October 29, 2013
Survey Suggests Grassroots Effort Could Save The Monarch Butterfly
redOrbit Staff & Wire Reports - Your Universe Online
US citizens love their monarch butterflies – so much so that they are apparently willing to contribute at least $4.78 billion dollars to conservation organizations working to protect the declining species, according to research published Monday in the journal Conservation Letters.
As part of the study, experts from the US Geological Survey (USGS), Colorado State University, the University of Minnesota, and others conducted a survey of American households. They found that, through a combination of payments and donations, they would be willing to contribute a one-time sum of up to $6.64 billion towards monarch conservation efforts – an amount close to what is contributed toward many endangered vertebrate species.
“Protecting migratory species is complex because they cross international borders and depend on multiple regions. Understanding how much, and where, humans place value on migratory species can facilitate market-based conservation approaches,” the study authors wrote. “We performed a contingent valuation study of monarchs to understand the potential for such approaches to fund monarch conservation.”
The survey asked US residents about the amount of money they would be willing to donate to animal protection groups working to help the butterfly, as well as the amount they would be willing to spend (or had already spent) growing plants that were monarch-friendly. If even a small percentage of those households made good on those promises, they said, it could generate considerable additional funding for monarch conservation efforts.
“The multigenerational migration of the monarch butterfly is considered one of the world’s most spectacular natural events,” lead author and USGS scientist Jay Diffendorfer said in a statement.

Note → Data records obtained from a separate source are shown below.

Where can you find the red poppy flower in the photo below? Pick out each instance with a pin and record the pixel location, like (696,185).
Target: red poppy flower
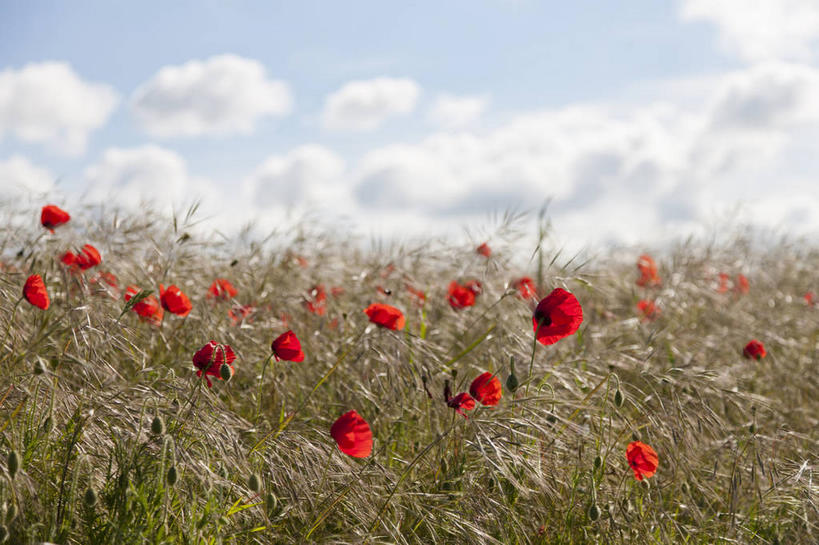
(209,360)
(174,300)
(222,288)
(526,287)
(148,309)
(353,435)
(385,316)
(558,315)
(724,280)
(287,347)
(754,350)
(642,459)
(461,402)
(35,293)
(460,296)
(486,389)
(648,309)
(239,312)
(53,216)
(742,285)
(648,271)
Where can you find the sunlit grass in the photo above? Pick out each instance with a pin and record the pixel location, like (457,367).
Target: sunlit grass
(737,439)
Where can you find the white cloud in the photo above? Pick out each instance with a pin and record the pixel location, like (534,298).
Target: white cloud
(49,103)
(307,174)
(761,30)
(20,179)
(126,177)
(364,105)
(222,95)
(453,112)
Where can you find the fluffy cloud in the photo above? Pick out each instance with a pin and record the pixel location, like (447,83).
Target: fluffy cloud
(452,112)
(20,179)
(307,174)
(364,105)
(49,103)
(126,177)
(761,30)
(225,94)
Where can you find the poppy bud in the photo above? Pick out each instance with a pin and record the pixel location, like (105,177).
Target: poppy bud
(226,372)
(11,513)
(253,483)
(13,463)
(90,497)
(157,426)
(593,512)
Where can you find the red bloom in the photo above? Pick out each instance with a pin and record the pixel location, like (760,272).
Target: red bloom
(724,280)
(648,309)
(648,271)
(209,360)
(754,350)
(222,288)
(642,459)
(148,309)
(287,347)
(486,389)
(461,402)
(526,287)
(239,312)
(174,301)
(35,293)
(353,435)
(557,315)
(385,316)
(742,285)
(460,296)
(53,216)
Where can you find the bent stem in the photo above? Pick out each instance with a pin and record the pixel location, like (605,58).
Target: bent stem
(261,383)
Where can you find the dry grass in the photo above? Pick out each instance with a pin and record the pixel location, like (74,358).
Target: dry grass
(738,440)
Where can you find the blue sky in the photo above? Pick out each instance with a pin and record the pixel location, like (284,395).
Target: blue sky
(643,118)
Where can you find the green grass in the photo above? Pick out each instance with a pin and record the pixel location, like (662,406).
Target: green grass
(738,440)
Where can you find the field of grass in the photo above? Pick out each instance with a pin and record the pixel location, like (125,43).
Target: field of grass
(84,383)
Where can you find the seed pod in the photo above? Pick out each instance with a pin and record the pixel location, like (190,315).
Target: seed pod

According to the USGS, monarch butterfly populations have been declining throughout much of the US, as well as Canada and Mexico, since 1999. A survey conducted last year of the wintering grounds of the butterfly species in Mexico showed the lowest colony size ever recorded, the researchers said. One factor believed to be playing a major role in the declining population numbers is the loss of milkweed, which monarch caterpillars feed upon.
“While many factors may be affecting monarch numbers, breeding, migrating, and overwintering habitat loss are probably the main culprits,” said University of Minnesota monarch biologist Karen Oberhauser, one of the study’s co-authors. “In the US, the growing use of genetically-modified, herbicide-tolerant crops, such as corn and soybeans, has resulted in severe milkweed declines and thus loss of breeding habitat.”
“This is the first nation-wide, published, economic valuation survey of the general public for an insect. The study indicates that economic values of monarch butterflies are potentially large enough to mobilize people for conservation planting and funding habitat conservation,” added John Loomis of Colorado State University, who served as the lead economist on the study.
He and his colleagues suggest that their findings could lead to the emergence of a market for plants that are friendly to the monarch, which is the official insect or butterfly of seven different US states. After all, according to the National Gardening Association’s annual survey, households that identified themselves as “do-it-yourselfers” spent more than $29 billion in related retail sales last year.
“The life cycle of monarchs creates opportunities for untapped market-based conservation approaches. Ordinary households, conservation organizations, and natural resource agencies can all plant milkweed and flowering plants to offset ongoing losses in the species’ breeding habitat,” Diffendorfer said.
“By reallocating some of those purchases to monarch-friendly plants, people would be able to contribute to the conservation of the species as well as maintain a flower garden,” he added. “Helping restore the monarch’s natural habitat, and potentially the species’ abundance, is something that people can do at home by planting milkweed and other nectar plants.”